Le 5 décembre 2013, la Fondation IFRS a publié les commentaires que suscitent le rapport de P. Maystadt "Les IFRS doivent-elles être européennes?"

La proposition de "Transformer l’EFRAG"

La Fondation IFRS reconnaît et respecte pleinement le fait qu'il revient aux autorités européennes de déterminer la manière dont la contribution de l'UE doit s'organiser et opérer. Cependant, la Fondation IFRS s'inquiète de ce que l'option choisie de « transformer l'EFRAG » ne conduise à un rallongement des procédures déjà très longues. Ainsi, la Fondation IFRS n'est pas favorable à la recommandation 11 par laquelle l'EFRAG devrait demander à l'IASB un délai supplémentaire pour la remise de leurs commentaires portant sur les exposés-sondages publiés par l'IASB. La Fondation IFRS exhorte le Conseil ECOFIN et la Commission européenne à veiller à ce que les propositions soient mises en œuvre de manière à permettre à l'Europe de participer efficacement et en temps opportun tout au long du processus de normalisation jusqu'à l'homologation des IFRS.
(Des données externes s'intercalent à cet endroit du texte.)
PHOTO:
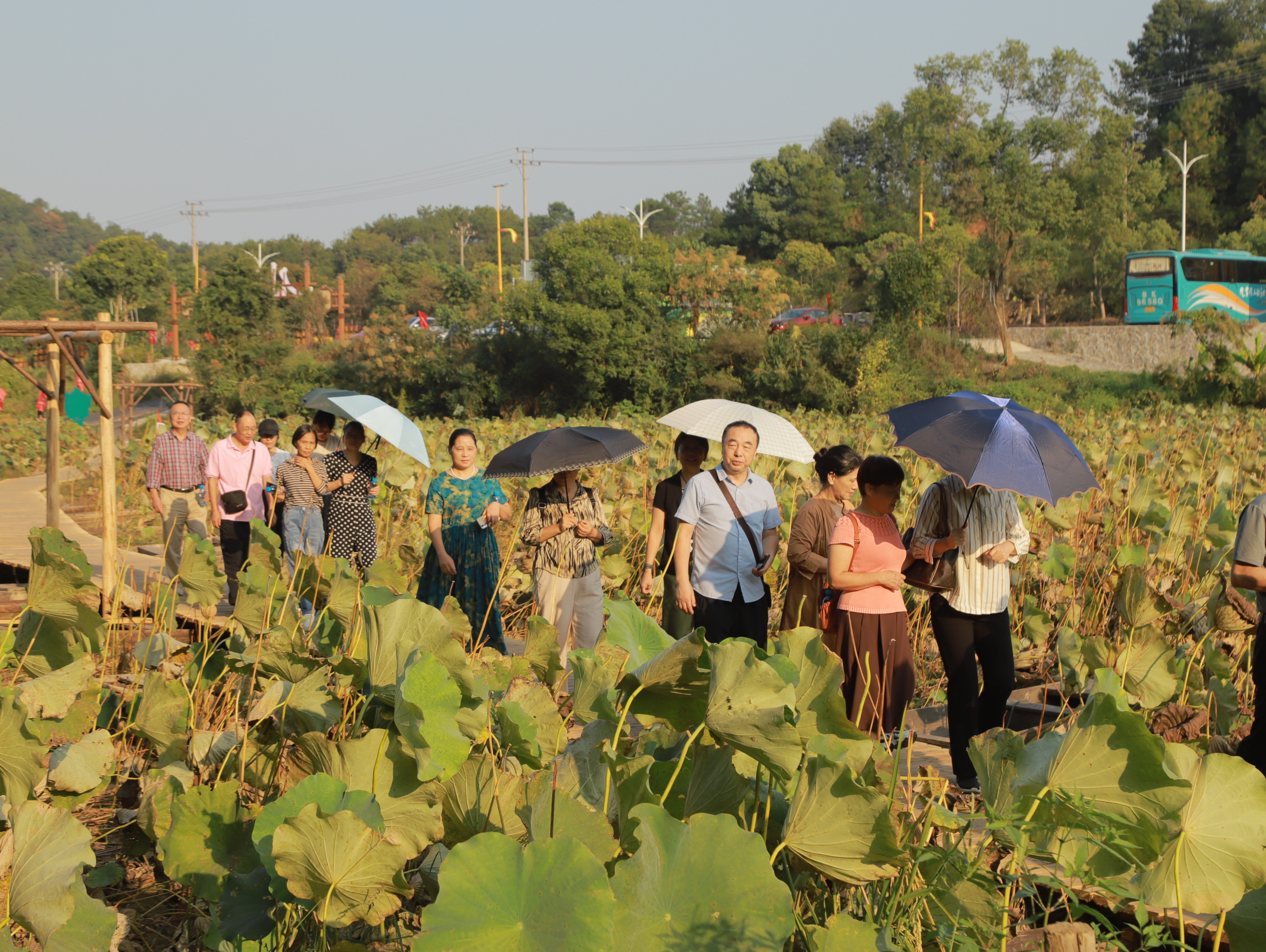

L’introduction d’une plus grande flexibilité dans le processus européen d’homologation des normes 

La Fondation IFRS se félicite que le rapport de P. Maystadt recommande le maintien d'une procédure d’adoption norme par norme. Les IFRS sont utilisées dans la plupart des pays sans modifications. Cela constitue une contribution importante à la croissance et la transparence dans l'économie mondiale. La plupart des entreprises en Europe souhaitent que les normes IFRS restent des normes mondiales. 

La Fondation IFRS appelle ceux qui sont en charge de la mise en oeuvre des recommandations à prêter attention aux risques très réels d’une plus grande souplesse du processus d'adoption que P. Maystadt souligne dans son rapport, en particulier le signal négatif que cela donnerait au reste du monde. 

Nouveaux critères d’homologation - La transparence doit rester primordiale

La recommandation 2 du rapport de P. Maystadt fait référence à la possibilité d'introduire de nouveaux critères pour l'adoption des IFRS dans l'UE, à savoir qu'ils ne doivent pas mettre en danger la stabilité financière et ne doivent pas entraver le développement économique de la région.

Selon la Fondation IFRS, les normes comptables ne devraient pas être “instrumentalisées” en vue de cacher ou de tordre la représentation objective de la situation et la performance des entreprises. La Fondation IFRS soutient les objectifs de stabilité financière et de croissance économique et estime que les IFRS apportent une contribution à ces deux objectifs en assurant la transparence aux marchés de capitaux. Néanmoins, la Fondation IFRS reste préoccupée par un malentendu lié à l'objet de l'information financière en général, ses limites, et ses interactions avec la stabilité financière.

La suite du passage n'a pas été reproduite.